Our eating, however, may be far more than chewing and swallowing food; may be an experience in which the “animal” process is interpenetrated by the pleasures of fellowship, memories of other meals, ambience, visual imagination, the associations of names, and more. Eating becomes an appropriate subject of literary composition.

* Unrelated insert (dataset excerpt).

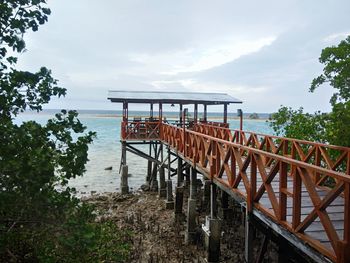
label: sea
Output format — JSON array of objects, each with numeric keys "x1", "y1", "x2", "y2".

Machen’s “The Gray’s Inn Coffee House,” originally printed in the Spring 1938 issue of Wine and Food, was reprinted in book form in We Shall Eat and Drink Again, edited by Louis Golding and Andre L. Simon (1944). Machen begins by recalling the place where Dickens’s David Copperfield ate when he returned to England from his European tour. “I remember taverns that were like it,” Machen adds. Nowadays, Machen writes regretfully, the beef is probably imported meat, lean, nutritious but flavorless, the pudding too likely to be “a solid and a greasy and a viscous slab, sodden and detestable,” and the potatoes “ugly, stony things,” “green and yellow, in texture wax-like.”
But “in real English beef… the lean is throughout intermingled with fat.” And this good beef should not be baked in an oven but roasted -- turned on a spit and “basted in front of blazing coal fires.” The Yorkshire pudding he remembers is “a dish that seemed to have gone through some great convulsion of nature and emerged triumphant. There were golden plains and valleys all smiling before you; but here and there internal heats had blown the smooth regions into volcanic and mountainous appearances blackened as by hidden fires,” and beneath this crust was “bland delight, fit to mingle with the full flavours of the smoking beef.” The potatoes were baked “in the brown jackets of the yeomanry, huge, stout fellows, which, broken, fall in a dry, white flour on the plate.”
Machen’s description of the remembered food is rich in enargeia, “the stylistic effect,” as Dionysius of Halicarnassus put it, “in which appeal is made to the senses of the listener [or reader]… in such a way that the listener will be turned into an eyewitness.” But too Machen’s descriptions are interpenetrated by literary reminiscence – of Dickens at the beginning, and of an anecdote about old English ale in Casanova at the end; and memory of conversation and good fellowship; and a wholesome kind of patriotism. All of these things pertain to the imagination.
It was poetic imagination that enabled a woman, during the Second World War, to write on a Mass Observation questionnaire: “I always liked to see my grandmother having a drink of beer at night. She did seem to enjoy it, and she could pick up a dry crust of bread and cheese, and it seemed like a feast.”
That’s in Orwell’s “A Nice Cup of Tea,” which, in the collection As I Please (1968), is immediately followed by “’The Moon Under Water’” (1946), a piece like Machen’s in being an evocation of an ideal English eating place, in this case the ideal London pub. But Orwell’s essay focuses on the social aspects rather than on the food and drink. Still, Machen’s essay too pays tribute to the English people, and when you read it you will forget to think of him as a “Welsh writer and mystic.”
My citation of Dionysius is taken from a 1981 essay by G. Zanker, “Enargeia in the Ancient Criticism of Poetry.” The rendering of sensory details in writing is a skill that can be learned; consult A New Rhetoric by the Christensens.